The Night Prince: a masterclass in how NOT to write a love triangle
Hey guys, a few months ago I posted a review of The Wolf King that got a surprising amount of traction, and the comments turned into a really fun discussion.
I know I said I wouldn’t read book two before book three came out, but it got translated into my native language and my self-control simply evaporated.
Like I said back then, despite all its flaws, this series is ridiculously addictive, and the same goes for this sequel… at least partially.
I don’t even want to spend too much time talking about the actual plot because:
- nothing happens for like 80% of the book,
- the story is insanely messy,
- the writing still feels very immature,
- and overall it’s honestly much weaker than the first book.

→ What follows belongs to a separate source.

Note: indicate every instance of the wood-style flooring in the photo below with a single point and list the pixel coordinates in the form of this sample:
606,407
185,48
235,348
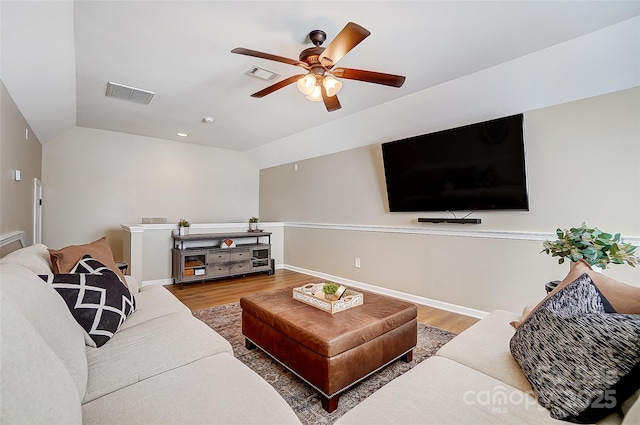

But let’s be real: nobody is picking this series up expecting peak literary fiction.
What really left me baffled, though, is the supposed love triangle between Aurora, Callum, and Blake — which should literally be the core of the romance.
The first book already left me a bit unsatisfied on that front. I’ve never been a huge Callum fan, but I assumed the amount of focus he got was necessary to make the triangle believable and stretch out the slow burn with Blake.
After this second book, though, I’m even more confused than Aurora during those endless dream/vision/memory sequences the author tortured us with for 400 pages.
Like… are we even sure this is a love triangle anymore?
Because for 90% of the book we get Callum shoved down our throats constantly. Aurora’s internal monologue revolves around him 24/7, and the amount of intimate scenes between them genuinely started feeling like a Squid Game challenge for readers. At some point I expected someone to jump out of the pages and tell me that if I survived the 120th sex scene, I’d win a cash prize.
The romance is still completely centered around Callum.
And don’t get me wrong — he’s not a bad guy. He just has the personality of wet cardboard. He’s genuinely the least alpha alpha I’ve ever seen. I studied Ancient Greek in high school and still remember the alphabet, but honestly someone needs to invent a whole new letter after omega just to categorize this man.
And yet we STILL get explicit scenes between him and Aurora literally right after she discovers the bond. Like… girl, WHAT?
Now, Blake isn’t exactly the most fascinating character ever either, but at least he has a tiny bit more spark to him. The problem is that his relationship with Aurora develops so painfully slowly that you start wondering if you’re the crazy one and he’s not actually a love interest at all.
Aurora barely seems attracted to him. She’s not genuinely interested in knowing him better, she never really struggles with her feelings, and she has basically zero doubt about who she wants.
And that’s what I don’t understand.
If Callum is the endgame and Blake is just there to create drama, then okay, fine. But honestly it doesn’t feel like that’s where the author wants to go.
The relationship between Aurora and Blake lacks passion, tension, guilt, yearning — literally anything that would make a love triangle emotionally compelling. It just feels flat.
This is honestly the perfect example of how not to write a love triangle.
If you’re going to give your protagonist two love interests, then either:
- both relationships need equal emotional weight and development so the reader actually feels torn too, OR
- you ditch the first love interest quickly enough to properly build the second one.
What you don’t do is drag the same relationship out for 800 pages while pretending there’s still romantic tension.
Overall, I’m pretty conflicted after finishing this book. I’ll still read book three because, at the end of the day, this series is incredibly bingeable and entertaining.
But I can definitely say this sequel completely killed most of my interest in the Blake/Aurora ship.